While this pair of sports earphones sounded great, its cable made such a din when used for running that it took away all the fun of listening to music. And this is despite my best efforts to minimise cable sway using an assortment of clips.

Another point to note: Thin and lightweight cables are usually less prone to making stray friction-induced noises compared to headphones with heavy gauge wires.

Tip: Tug at and rustle the headphone cables, or even jog on the spot, when testing headphones in the shop to see if noise from cable rub becomes an issue.

2: No jiggly bits, please

This issue largely applies to earphones, since such designs typically need a perfect fit with your ears to sound their best. While most of the earphones out there achieve decent fit, it is a different story when they are used for sports or even for just walking about.

Earphones with silicone ear buds are particularly jiggly for sports.

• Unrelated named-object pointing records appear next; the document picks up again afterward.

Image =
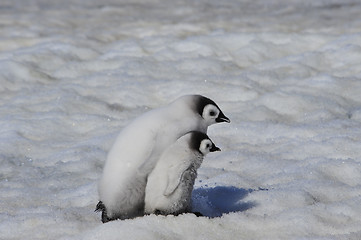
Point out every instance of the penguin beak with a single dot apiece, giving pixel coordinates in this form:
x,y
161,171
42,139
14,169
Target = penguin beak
x,y
214,148
222,118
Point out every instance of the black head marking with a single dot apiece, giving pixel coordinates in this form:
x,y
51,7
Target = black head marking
x,y
202,101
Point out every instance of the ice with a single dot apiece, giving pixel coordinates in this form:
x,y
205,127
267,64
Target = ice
x,y
73,73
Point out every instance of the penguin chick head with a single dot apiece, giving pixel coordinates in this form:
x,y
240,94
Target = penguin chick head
x,y
209,110
202,143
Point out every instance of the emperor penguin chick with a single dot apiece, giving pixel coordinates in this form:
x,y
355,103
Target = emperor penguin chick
x,y
170,184
139,146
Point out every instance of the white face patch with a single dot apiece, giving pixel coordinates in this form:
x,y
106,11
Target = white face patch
x,y
210,113
205,146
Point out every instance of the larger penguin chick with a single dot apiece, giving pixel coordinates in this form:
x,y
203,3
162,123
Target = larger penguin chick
x,y
139,146
170,184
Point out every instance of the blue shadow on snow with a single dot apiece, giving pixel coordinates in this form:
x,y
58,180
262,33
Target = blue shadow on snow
x,y
214,202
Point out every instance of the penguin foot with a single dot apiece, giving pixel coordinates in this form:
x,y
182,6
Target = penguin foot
x,y
198,214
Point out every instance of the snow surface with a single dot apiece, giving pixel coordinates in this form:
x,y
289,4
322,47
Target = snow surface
x,y
287,73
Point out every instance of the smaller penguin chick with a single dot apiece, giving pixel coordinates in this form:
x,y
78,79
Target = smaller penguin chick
x,y
170,184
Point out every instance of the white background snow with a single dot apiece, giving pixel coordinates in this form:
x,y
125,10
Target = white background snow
x,y
287,74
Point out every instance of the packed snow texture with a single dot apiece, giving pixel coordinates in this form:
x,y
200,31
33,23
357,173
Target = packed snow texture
x,y
287,73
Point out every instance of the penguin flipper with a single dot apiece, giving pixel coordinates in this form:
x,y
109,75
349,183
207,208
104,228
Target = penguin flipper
x,y
175,175
101,208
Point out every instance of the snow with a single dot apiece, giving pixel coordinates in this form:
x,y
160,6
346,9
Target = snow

The ones I have tried in the past always seem to come loose at the first hint of sweat or the slightest tug of the cable. Even those specially designed for sports and those with hooks, bands and grips for support, have not worked for me.

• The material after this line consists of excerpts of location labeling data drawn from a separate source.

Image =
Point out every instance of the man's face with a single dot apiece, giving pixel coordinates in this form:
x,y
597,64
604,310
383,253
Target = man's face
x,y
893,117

For instance, I have had to give up on the Philips SHQ3000/98 sports earphones - an impulse buy which comes with adjustable ear-hooks - because its ear buds would come loose even over an easy jog.

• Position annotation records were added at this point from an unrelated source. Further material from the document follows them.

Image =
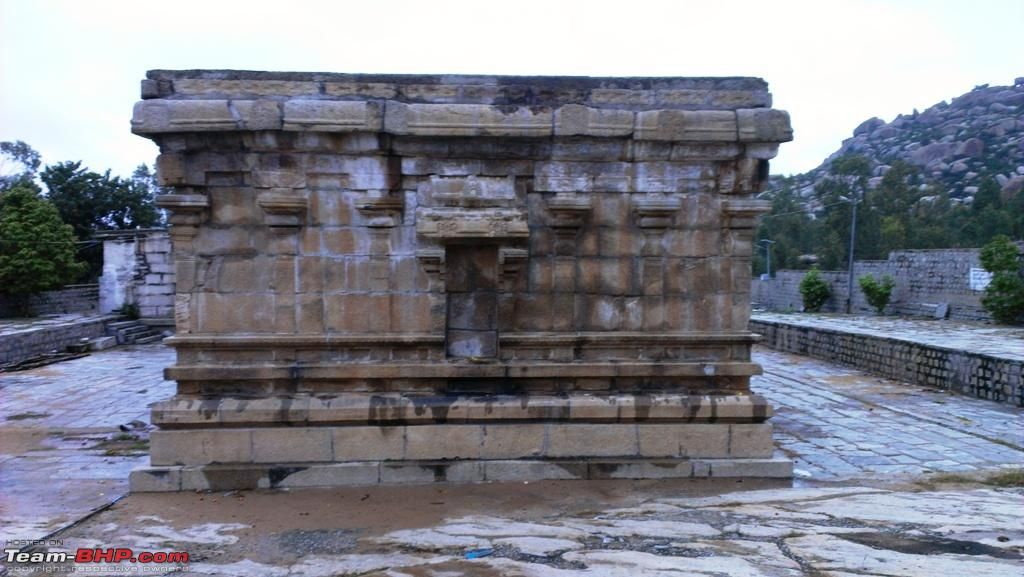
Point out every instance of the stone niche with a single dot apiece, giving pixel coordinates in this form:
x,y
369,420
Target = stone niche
x,y
404,279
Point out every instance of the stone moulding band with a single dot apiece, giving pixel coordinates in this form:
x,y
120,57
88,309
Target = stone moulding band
x,y
615,339
307,410
454,370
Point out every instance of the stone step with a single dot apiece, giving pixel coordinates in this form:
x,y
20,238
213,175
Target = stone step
x,y
156,337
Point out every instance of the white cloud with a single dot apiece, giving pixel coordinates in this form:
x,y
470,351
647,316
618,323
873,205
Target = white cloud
x,y
70,70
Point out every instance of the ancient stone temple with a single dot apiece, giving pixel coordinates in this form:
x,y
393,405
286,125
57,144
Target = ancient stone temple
x,y
404,279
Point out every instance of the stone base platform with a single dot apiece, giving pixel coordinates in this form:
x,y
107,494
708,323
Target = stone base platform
x,y
254,476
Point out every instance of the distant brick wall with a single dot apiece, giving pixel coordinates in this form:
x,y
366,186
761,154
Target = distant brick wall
x,y
138,270
924,279
969,373
72,298
17,344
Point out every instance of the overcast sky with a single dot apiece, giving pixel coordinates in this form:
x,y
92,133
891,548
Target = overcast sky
x,y
70,71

The Sennheiser Adidas PMX 680 sports earphones, which come with behind-the-head band for additional grip, also left me a tad disappointed. While I found its fit much better than the Philips earphones and it only came slightly loose when I used it for running, it was enough to make my workout tunes sound anaemic.

Tip: Good fit is important, but make sure it stays true when you move about - so give your potential purchase a rigorous torture test.

3: Match that impedance

A crucial but often-neglected headphone specification is impedance. This figure, which you can usually find by scouring through the fine-print of the packaging, essentially reflects how hard amplifiers and MP3 players have to work to drive the headphones.

A low impedance design would be the Klipsch Mode M40, which has an impedance rating of 32ohms. Such designs are typically easier to drive, making them suitable for battery-powered portable music-playing devices and with mobile phones.

High impedance headphones are usually not designed for portable use. Instead, they usually need to be partnered with a dedicated headphone amplifier to sound their best. Anything above 100 ohms is usually considered a high impedance design, such as the long-standing audiophile favourite, the 300ohm Sennheiser HD600.

So what's the big deal in all of this?

The main rub is the loss in fidelity. Partnering high impedance headphones with a mobile phone or an iPod can result in poor-quality sound and insufficient loudness, due to a lack of sufficient power from the device's amplifier to drive the headphones.

Besides impedance, also look out for the headphone's sensitivity rating. Typically, the more sensitive a pair of headphones, the louder it sounds, whether it is a low- or high- impedance design. Portable music players usually have to be matched with high-sensitivity headphones.

As a guide, a mobile phone or MP3 player usually needs headphones with a sensitivity rating of close to, or above, 100 dB to be able to play at sufficiently loud levels.

Tip: Make sure you test headphones with your own music gadget to avoid nasty surprises caused by mismatched specs.